🤖 AI Summary
Existing evaluation methods struggle to comprehensively assess the multidimensional capabilities of large language models (LLMs) in kilo-character-scale open-ended Chinese writing, and both traditional metrics and LLM-as-a-judge approaches exhibit significant biases. To address this, this work proposes the Tree-of-Writing (ToW) framework, which introduces a structured evaluation of long-form writing quality by explicitly modeling the hierarchical structure of sub-features and their dynamic weights. Building upon ToW, we construct HoWToBench, a large-scale Chinese writing benchmark comprising 12 genres and 1,302 instructions.
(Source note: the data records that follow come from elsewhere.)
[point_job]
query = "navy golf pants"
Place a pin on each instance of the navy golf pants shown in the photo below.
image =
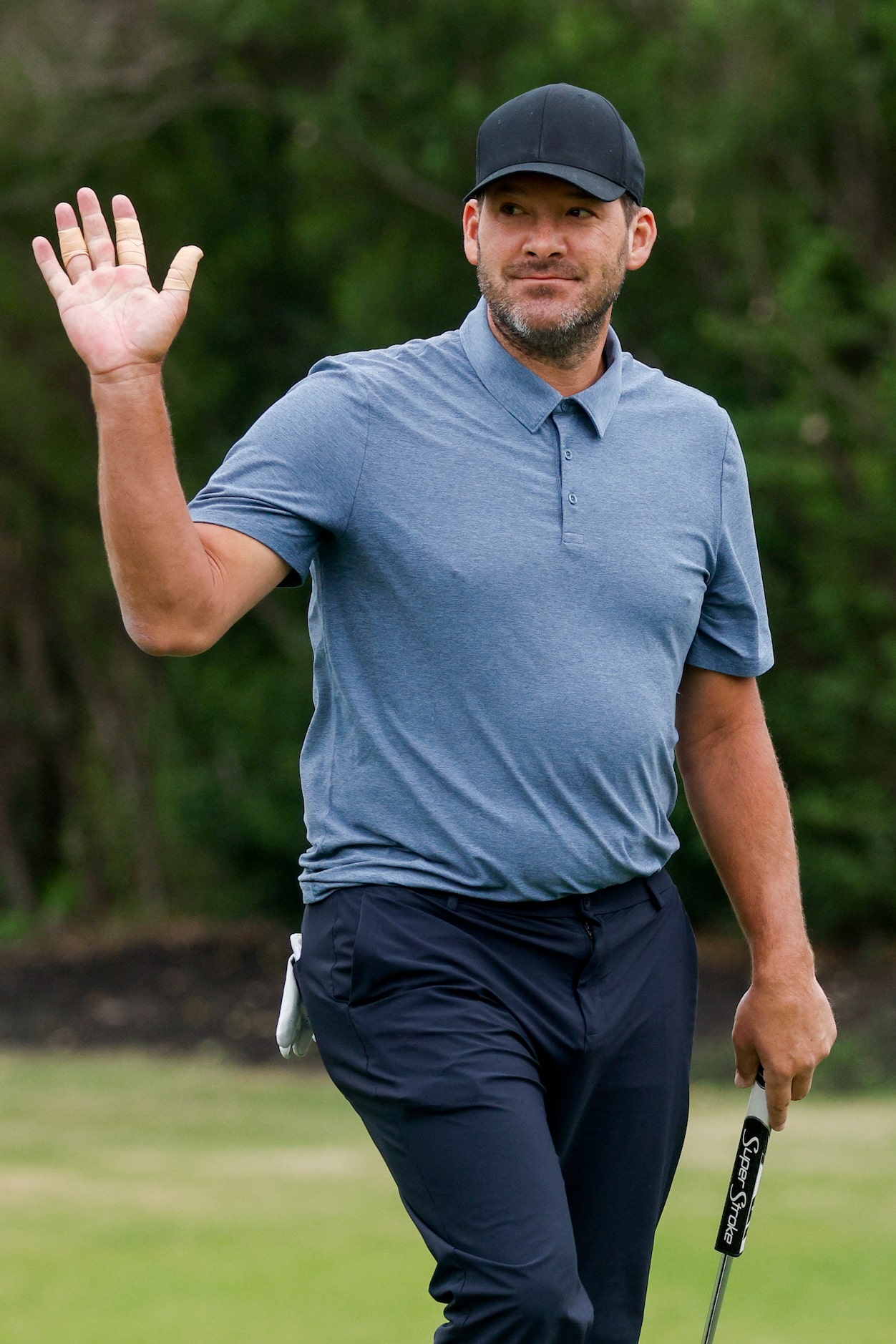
(523, 1068)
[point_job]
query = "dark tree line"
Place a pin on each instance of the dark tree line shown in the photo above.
(317, 154)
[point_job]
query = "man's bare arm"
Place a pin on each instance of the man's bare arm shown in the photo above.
(180, 583)
(739, 803)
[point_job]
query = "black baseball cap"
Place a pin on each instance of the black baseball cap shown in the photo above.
(563, 132)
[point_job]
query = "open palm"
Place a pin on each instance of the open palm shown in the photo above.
(113, 316)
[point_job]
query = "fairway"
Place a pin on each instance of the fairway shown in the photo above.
(185, 1202)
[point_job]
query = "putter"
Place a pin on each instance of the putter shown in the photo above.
(742, 1195)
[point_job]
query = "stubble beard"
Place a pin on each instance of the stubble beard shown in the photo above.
(574, 332)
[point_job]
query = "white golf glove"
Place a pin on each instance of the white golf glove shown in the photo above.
(293, 1027)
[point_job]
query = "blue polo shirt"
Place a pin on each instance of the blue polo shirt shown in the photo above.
(505, 589)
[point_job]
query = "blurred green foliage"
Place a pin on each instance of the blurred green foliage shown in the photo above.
(318, 154)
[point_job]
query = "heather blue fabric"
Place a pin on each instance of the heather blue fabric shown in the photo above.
(523, 1068)
(505, 588)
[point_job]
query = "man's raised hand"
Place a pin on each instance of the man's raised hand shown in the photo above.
(115, 319)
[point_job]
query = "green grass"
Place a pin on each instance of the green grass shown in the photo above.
(185, 1202)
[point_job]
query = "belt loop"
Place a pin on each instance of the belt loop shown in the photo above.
(658, 887)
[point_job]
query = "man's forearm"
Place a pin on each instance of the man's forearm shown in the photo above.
(739, 803)
(159, 565)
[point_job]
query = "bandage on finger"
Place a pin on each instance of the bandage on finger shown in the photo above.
(130, 242)
(183, 269)
(72, 243)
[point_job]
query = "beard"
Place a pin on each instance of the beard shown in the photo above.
(575, 330)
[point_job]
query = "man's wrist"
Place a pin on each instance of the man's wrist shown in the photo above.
(128, 375)
(779, 963)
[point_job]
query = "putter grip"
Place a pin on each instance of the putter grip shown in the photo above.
(746, 1175)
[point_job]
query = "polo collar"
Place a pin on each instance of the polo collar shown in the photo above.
(524, 394)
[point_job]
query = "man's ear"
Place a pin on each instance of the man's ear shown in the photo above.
(644, 235)
(472, 231)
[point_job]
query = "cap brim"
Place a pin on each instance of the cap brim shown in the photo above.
(600, 187)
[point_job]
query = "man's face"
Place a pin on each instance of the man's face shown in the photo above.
(550, 260)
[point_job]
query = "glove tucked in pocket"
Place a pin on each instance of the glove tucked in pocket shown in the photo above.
(293, 1027)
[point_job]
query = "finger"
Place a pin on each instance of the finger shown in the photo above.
(73, 248)
(183, 269)
(99, 245)
(778, 1091)
(57, 280)
(130, 238)
(801, 1085)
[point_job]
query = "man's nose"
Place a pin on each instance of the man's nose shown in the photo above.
(545, 240)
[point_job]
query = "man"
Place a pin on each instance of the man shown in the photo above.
(532, 563)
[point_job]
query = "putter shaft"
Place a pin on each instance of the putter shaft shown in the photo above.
(742, 1194)
(718, 1299)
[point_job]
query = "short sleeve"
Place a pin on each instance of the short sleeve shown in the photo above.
(734, 635)
(293, 476)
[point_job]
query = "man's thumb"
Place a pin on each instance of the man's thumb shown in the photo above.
(747, 1063)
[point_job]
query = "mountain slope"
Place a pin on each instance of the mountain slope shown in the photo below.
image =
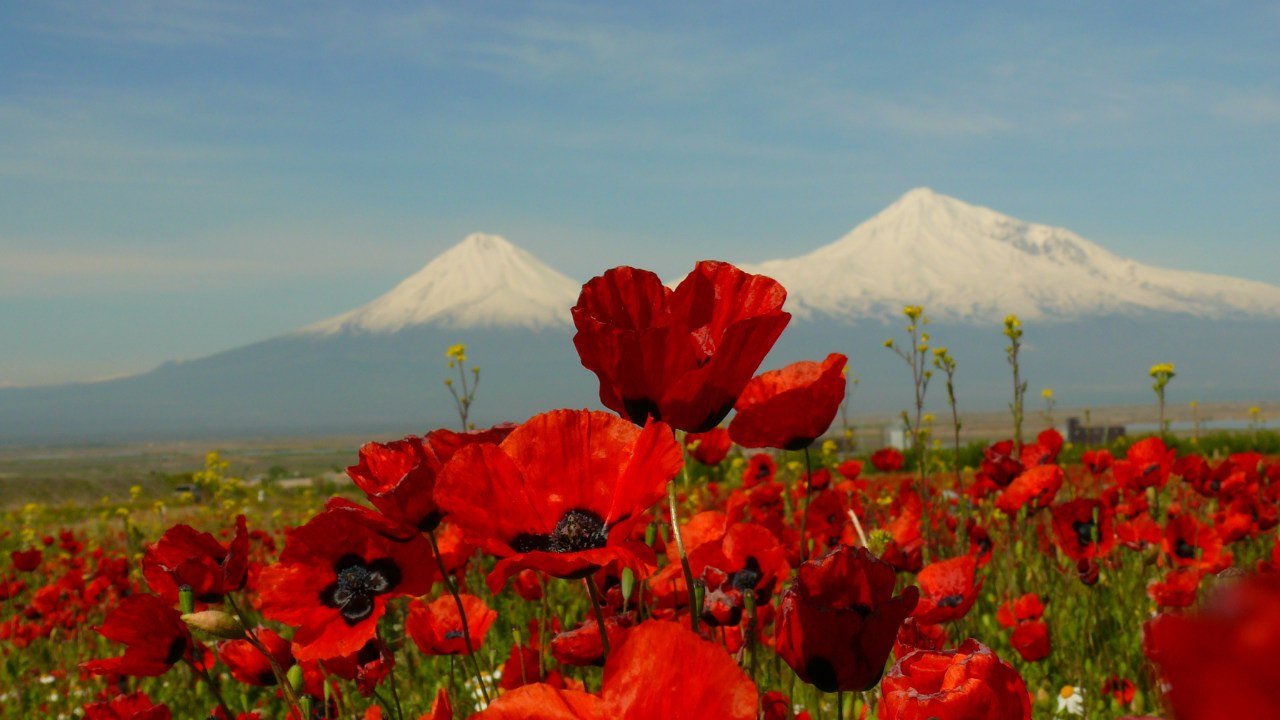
(972, 264)
(481, 282)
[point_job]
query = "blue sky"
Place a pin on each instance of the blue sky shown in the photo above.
(179, 178)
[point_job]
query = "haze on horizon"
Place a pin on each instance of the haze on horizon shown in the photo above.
(177, 181)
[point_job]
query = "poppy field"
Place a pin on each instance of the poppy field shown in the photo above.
(707, 547)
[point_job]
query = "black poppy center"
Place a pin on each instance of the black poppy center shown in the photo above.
(1184, 550)
(749, 575)
(575, 532)
(357, 584)
(1083, 532)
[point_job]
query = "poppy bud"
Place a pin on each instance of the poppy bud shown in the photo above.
(215, 623)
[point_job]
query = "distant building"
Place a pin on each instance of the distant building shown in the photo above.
(1078, 433)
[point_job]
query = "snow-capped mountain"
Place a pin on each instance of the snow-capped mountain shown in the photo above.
(481, 282)
(964, 263)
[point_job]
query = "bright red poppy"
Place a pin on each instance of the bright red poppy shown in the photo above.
(969, 683)
(400, 477)
(248, 665)
(790, 408)
(152, 633)
(681, 355)
(709, 447)
(561, 493)
(133, 706)
(837, 623)
(437, 627)
(1216, 661)
(336, 575)
(184, 556)
(947, 589)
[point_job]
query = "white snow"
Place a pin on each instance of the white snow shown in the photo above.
(484, 281)
(964, 263)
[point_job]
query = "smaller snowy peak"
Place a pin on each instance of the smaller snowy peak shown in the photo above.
(481, 282)
(967, 263)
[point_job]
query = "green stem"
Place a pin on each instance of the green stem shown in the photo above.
(594, 592)
(684, 556)
(462, 614)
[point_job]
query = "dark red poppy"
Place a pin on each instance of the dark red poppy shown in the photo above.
(184, 556)
(437, 627)
(887, 460)
(1031, 639)
(681, 355)
(1034, 488)
(836, 625)
(1097, 461)
(152, 633)
(400, 477)
(26, 560)
(368, 666)
(970, 683)
(1084, 529)
(1178, 588)
(1216, 661)
(760, 468)
(1147, 464)
(336, 575)
(248, 665)
(1191, 543)
(709, 447)
(790, 408)
(561, 493)
(947, 589)
(581, 646)
(133, 706)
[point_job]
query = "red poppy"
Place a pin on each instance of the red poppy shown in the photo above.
(970, 683)
(336, 575)
(1191, 543)
(947, 589)
(1034, 488)
(561, 493)
(709, 447)
(681, 355)
(887, 460)
(837, 623)
(581, 646)
(248, 665)
(133, 706)
(1031, 641)
(1084, 529)
(1215, 661)
(1147, 464)
(1120, 688)
(152, 633)
(400, 477)
(1097, 461)
(437, 627)
(790, 408)
(26, 560)
(184, 556)
(760, 468)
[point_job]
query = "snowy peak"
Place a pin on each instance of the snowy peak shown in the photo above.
(965, 263)
(481, 282)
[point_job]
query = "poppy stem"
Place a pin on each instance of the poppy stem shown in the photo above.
(462, 614)
(684, 556)
(804, 513)
(594, 592)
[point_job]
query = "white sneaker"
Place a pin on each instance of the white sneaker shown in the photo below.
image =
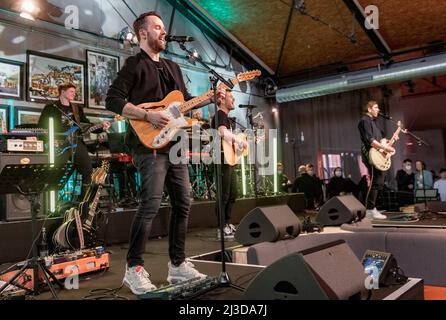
(138, 281)
(374, 214)
(185, 271)
(228, 233)
(233, 228)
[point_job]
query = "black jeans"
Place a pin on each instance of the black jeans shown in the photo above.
(228, 192)
(377, 177)
(155, 170)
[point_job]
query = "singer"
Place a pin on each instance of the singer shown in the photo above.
(146, 77)
(371, 133)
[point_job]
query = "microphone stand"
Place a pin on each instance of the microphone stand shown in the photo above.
(251, 123)
(223, 279)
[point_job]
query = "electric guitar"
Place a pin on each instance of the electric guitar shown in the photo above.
(381, 159)
(78, 229)
(234, 151)
(174, 106)
(63, 145)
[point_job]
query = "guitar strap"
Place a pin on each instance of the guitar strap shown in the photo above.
(171, 73)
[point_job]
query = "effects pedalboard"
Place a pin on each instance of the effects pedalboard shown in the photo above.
(64, 265)
(20, 145)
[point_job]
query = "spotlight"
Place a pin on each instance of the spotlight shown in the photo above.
(29, 10)
(411, 86)
(193, 57)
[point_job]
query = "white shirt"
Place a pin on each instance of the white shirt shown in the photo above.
(441, 186)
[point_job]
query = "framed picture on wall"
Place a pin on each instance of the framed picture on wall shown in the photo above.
(46, 72)
(27, 116)
(4, 115)
(11, 79)
(102, 69)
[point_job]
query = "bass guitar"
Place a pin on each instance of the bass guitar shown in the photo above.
(65, 144)
(174, 107)
(381, 159)
(79, 228)
(234, 151)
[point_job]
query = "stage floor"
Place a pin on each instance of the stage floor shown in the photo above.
(198, 241)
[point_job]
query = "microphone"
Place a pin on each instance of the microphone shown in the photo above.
(170, 38)
(385, 116)
(258, 115)
(36, 90)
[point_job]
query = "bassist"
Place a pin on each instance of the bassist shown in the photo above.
(225, 103)
(66, 116)
(371, 133)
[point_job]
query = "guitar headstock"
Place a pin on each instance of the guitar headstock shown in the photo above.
(99, 174)
(245, 76)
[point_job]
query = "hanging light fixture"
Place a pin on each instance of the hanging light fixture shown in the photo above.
(29, 10)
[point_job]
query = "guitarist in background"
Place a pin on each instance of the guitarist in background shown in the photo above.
(66, 115)
(146, 77)
(371, 134)
(225, 103)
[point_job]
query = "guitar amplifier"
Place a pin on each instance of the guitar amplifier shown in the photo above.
(15, 206)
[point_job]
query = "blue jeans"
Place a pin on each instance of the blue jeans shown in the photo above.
(155, 170)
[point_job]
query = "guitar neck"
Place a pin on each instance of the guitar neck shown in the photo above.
(93, 207)
(205, 96)
(196, 101)
(397, 132)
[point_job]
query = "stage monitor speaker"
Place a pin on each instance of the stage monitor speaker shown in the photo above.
(15, 206)
(267, 224)
(339, 210)
(330, 271)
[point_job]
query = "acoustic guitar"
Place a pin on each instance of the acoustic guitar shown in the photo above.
(381, 159)
(78, 229)
(174, 107)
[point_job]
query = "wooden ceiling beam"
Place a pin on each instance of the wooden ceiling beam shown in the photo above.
(373, 34)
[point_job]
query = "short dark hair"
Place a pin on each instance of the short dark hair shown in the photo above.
(140, 22)
(368, 105)
(423, 165)
(65, 86)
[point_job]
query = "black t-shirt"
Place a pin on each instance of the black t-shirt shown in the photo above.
(143, 80)
(369, 130)
(223, 120)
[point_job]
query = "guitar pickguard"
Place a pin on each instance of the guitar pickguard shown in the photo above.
(176, 122)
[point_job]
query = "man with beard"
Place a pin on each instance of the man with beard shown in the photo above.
(146, 77)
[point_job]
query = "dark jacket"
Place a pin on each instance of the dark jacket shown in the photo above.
(369, 130)
(61, 123)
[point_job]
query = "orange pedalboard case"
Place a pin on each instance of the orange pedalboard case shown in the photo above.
(64, 266)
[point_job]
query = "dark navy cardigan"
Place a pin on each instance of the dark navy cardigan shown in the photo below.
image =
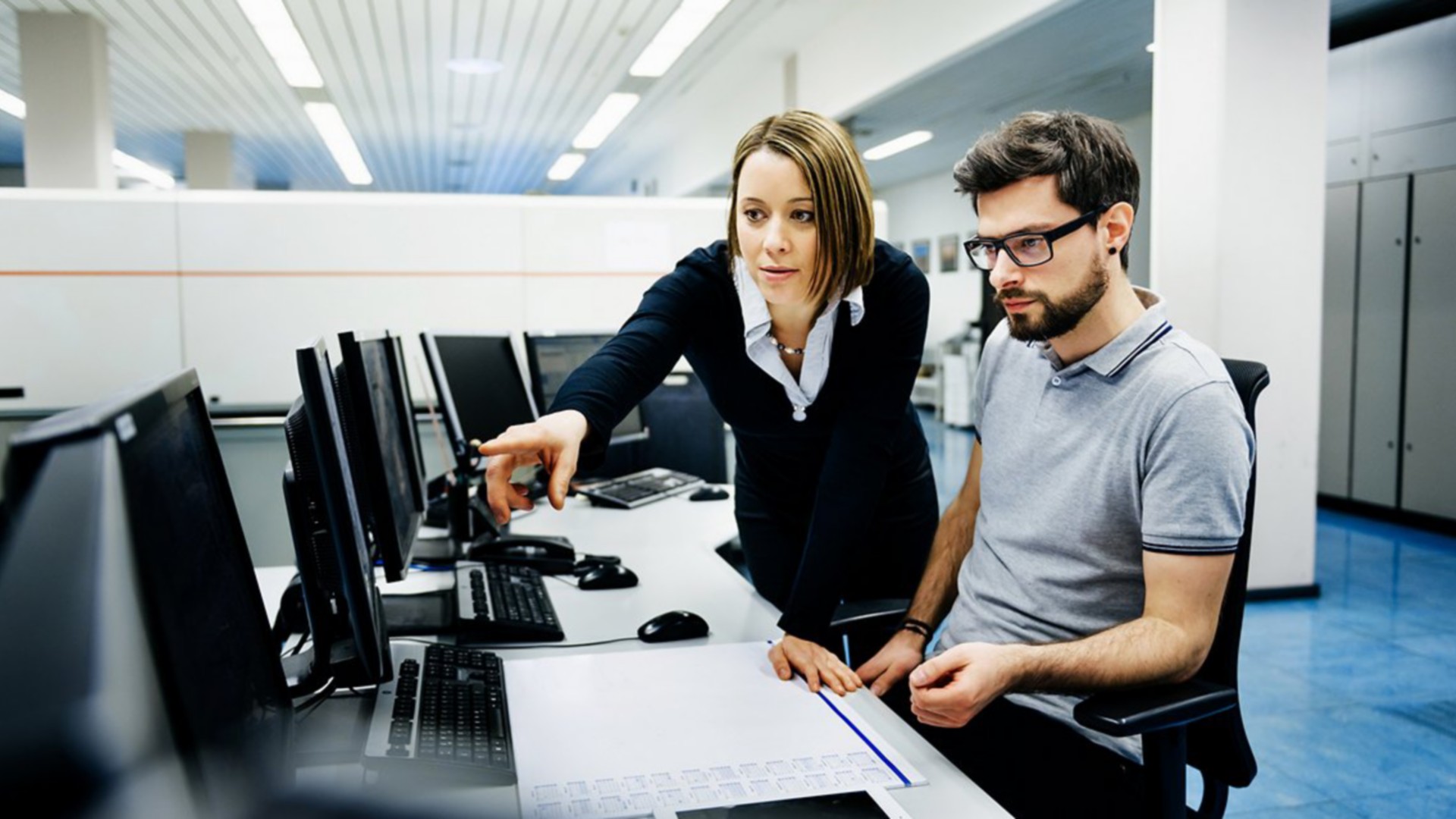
(861, 438)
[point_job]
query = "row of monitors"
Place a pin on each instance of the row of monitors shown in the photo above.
(472, 375)
(126, 547)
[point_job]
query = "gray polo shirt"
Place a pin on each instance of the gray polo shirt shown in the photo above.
(1139, 447)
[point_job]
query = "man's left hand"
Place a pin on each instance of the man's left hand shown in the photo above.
(951, 689)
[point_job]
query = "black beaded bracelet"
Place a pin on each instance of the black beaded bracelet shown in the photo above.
(916, 626)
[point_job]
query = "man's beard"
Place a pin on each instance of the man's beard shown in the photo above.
(1057, 318)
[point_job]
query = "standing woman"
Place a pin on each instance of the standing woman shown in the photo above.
(807, 334)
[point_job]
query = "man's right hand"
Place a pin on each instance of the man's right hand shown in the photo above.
(554, 442)
(890, 665)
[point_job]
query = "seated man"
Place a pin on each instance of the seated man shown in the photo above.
(1094, 535)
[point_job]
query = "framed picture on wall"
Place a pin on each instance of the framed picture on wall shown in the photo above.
(949, 253)
(921, 253)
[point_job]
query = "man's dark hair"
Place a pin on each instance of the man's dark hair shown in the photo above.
(1088, 156)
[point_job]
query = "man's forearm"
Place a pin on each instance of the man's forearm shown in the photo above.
(952, 541)
(1142, 651)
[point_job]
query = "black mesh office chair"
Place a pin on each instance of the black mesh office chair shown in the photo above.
(1197, 722)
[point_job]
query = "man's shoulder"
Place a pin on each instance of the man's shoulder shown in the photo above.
(1181, 363)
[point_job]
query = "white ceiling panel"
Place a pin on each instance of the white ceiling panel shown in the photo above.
(197, 64)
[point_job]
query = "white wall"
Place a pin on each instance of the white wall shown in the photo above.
(1238, 231)
(929, 209)
(99, 290)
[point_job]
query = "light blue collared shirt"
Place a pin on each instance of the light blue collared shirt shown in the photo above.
(762, 350)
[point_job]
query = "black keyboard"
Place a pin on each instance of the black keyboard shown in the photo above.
(501, 602)
(444, 713)
(638, 488)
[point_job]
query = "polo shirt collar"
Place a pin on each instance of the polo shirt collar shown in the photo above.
(1139, 337)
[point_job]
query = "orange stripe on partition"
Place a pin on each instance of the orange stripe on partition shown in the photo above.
(327, 275)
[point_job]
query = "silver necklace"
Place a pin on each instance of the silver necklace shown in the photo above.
(786, 349)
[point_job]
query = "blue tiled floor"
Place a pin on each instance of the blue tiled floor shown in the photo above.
(1350, 698)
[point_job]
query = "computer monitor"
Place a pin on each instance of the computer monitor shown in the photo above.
(88, 659)
(206, 630)
(383, 452)
(346, 618)
(478, 379)
(551, 357)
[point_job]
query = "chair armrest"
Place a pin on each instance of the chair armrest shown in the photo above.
(868, 614)
(1159, 707)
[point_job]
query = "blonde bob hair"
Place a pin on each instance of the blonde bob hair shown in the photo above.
(839, 186)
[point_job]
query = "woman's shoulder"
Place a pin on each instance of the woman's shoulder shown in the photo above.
(896, 276)
(699, 273)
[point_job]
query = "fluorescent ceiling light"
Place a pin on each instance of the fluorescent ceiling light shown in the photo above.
(12, 105)
(674, 37)
(337, 137)
(607, 117)
(897, 145)
(473, 66)
(283, 41)
(133, 168)
(565, 167)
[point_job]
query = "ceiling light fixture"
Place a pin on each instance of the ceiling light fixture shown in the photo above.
(475, 66)
(283, 41)
(565, 167)
(897, 145)
(12, 105)
(133, 168)
(337, 137)
(674, 37)
(607, 117)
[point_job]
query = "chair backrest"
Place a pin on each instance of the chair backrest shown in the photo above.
(1219, 746)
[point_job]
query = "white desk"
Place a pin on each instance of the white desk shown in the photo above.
(672, 548)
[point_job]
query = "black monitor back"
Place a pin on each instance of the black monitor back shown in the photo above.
(484, 384)
(382, 442)
(212, 656)
(85, 723)
(346, 618)
(552, 357)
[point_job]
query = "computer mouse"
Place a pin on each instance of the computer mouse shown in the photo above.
(673, 626)
(607, 576)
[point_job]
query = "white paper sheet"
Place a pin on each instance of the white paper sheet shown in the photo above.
(625, 733)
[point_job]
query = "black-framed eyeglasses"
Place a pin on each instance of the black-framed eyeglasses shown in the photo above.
(1027, 249)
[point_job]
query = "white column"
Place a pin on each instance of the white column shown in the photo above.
(209, 161)
(1238, 232)
(64, 80)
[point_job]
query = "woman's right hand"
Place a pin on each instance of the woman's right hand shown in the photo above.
(554, 442)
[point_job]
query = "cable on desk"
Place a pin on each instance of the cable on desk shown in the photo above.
(494, 646)
(315, 701)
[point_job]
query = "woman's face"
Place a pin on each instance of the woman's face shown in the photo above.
(778, 234)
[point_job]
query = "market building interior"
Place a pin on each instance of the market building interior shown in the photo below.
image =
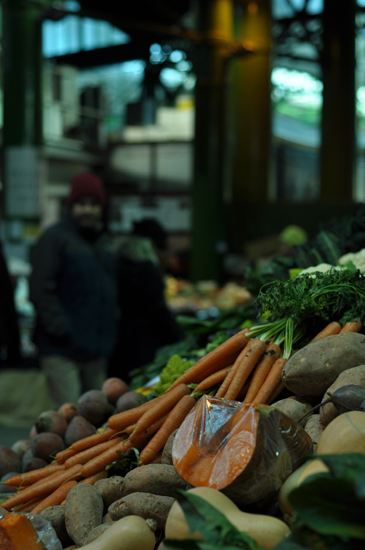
(226, 120)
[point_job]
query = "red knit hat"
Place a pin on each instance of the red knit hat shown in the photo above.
(86, 184)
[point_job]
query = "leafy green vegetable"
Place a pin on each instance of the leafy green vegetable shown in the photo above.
(217, 531)
(298, 304)
(176, 366)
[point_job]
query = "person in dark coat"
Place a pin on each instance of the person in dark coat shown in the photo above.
(146, 322)
(73, 289)
(10, 354)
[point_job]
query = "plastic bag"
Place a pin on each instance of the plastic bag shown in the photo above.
(46, 534)
(246, 451)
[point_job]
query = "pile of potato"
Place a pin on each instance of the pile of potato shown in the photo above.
(54, 431)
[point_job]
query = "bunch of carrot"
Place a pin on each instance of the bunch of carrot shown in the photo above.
(242, 368)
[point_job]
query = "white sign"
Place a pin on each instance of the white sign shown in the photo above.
(23, 176)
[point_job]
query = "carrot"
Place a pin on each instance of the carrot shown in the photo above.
(228, 379)
(121, 421)
(215, 360)
(62, 456)
(44, 489)
(88, 454)
(107, 457)
(272, 353)
(330, 330)
(165, 405)
(272, 382)
(91, 440)
(55, 498)
(173, 421)
(28, 506)
(276, 393)
(352, 326)
(246, 363)
(31, 477)
(213, 379)
(91, 480)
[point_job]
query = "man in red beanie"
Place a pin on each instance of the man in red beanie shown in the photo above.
(73, 289)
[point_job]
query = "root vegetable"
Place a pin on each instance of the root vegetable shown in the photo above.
(312, 369)
(83, 511)
(144, 505)
(157, 479)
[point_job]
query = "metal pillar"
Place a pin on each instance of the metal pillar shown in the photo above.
(337, 156)
(208, 197)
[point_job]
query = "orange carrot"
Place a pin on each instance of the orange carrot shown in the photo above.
(272, 382)
(173, 421)
(272, 353)
(62, 456)
(222, 390)
(330, 330)
(165, 405)
(352, 326)
(55, 498)
(92, 440)
(88, 454)
(276, 393)
(31, 477)
(107, 457)
(28, 506)
(44, 489)
(215, 360)
(213, 379)
(246, 363)
(91, 480)
(121, 421)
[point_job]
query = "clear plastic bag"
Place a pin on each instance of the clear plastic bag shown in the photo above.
(46, 534)
(246, 451)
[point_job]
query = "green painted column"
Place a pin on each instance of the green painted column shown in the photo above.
(337, 156)
(210, 155)
(22, 109)
(251, 104)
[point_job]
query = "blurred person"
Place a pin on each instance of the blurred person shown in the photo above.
(146, 322)
(10, 354)
(73, 289)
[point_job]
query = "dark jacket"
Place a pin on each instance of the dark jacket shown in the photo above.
(9, 328)
(146, 324)
(73, 290)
The effectiveness of our approach is validated through human annotation, Pearson correlation analysis, and robustness testing. Experimental results demonstrate that ToW achieves a correlation of 0.93 with human judgments—substantially outperforming existing methods—and exhibits greater robustness against textual perturbations.
📝 Abstract
Evaluating the writing capabilities of large language models (LLMs) remains a significant challenge due to the multidimensional nature of writing skills and the limitations of existing metrics. LLM's performance in thousand-words level and open-ended writing is inadequately assessed by traditional reference-based metrics or modern LLM-as-a-judge methods. We propose Tree-of-Writing (ToW), to resolve the implicit inconsistency often found when LLM-as-a-judge aggregates all sub-features in text evaluation. ToW incorporates a tree-structured workflow by explicitly modeling the aggregation weights of sub-features. We also present HowToBench, a large-scale Chinese writing benchmark encompassing 12 genres and 1302 instructions across three task categories: contextual completion, outline-guided writing, and open-ended generation. ToW successfully mitigates the biases, achieving a 0.93 Pearson correlation with human judgments. Furthermore, we detect that both overlap-based text generation metrics and popular LLM-as-a-judge practices are vulnerable to textual disturbances, while ToW is robust to them. We also uncover a negative correlation between input length and content-related scores in the Guide task, showcasing that it cannot be simply improved by input-side information piling.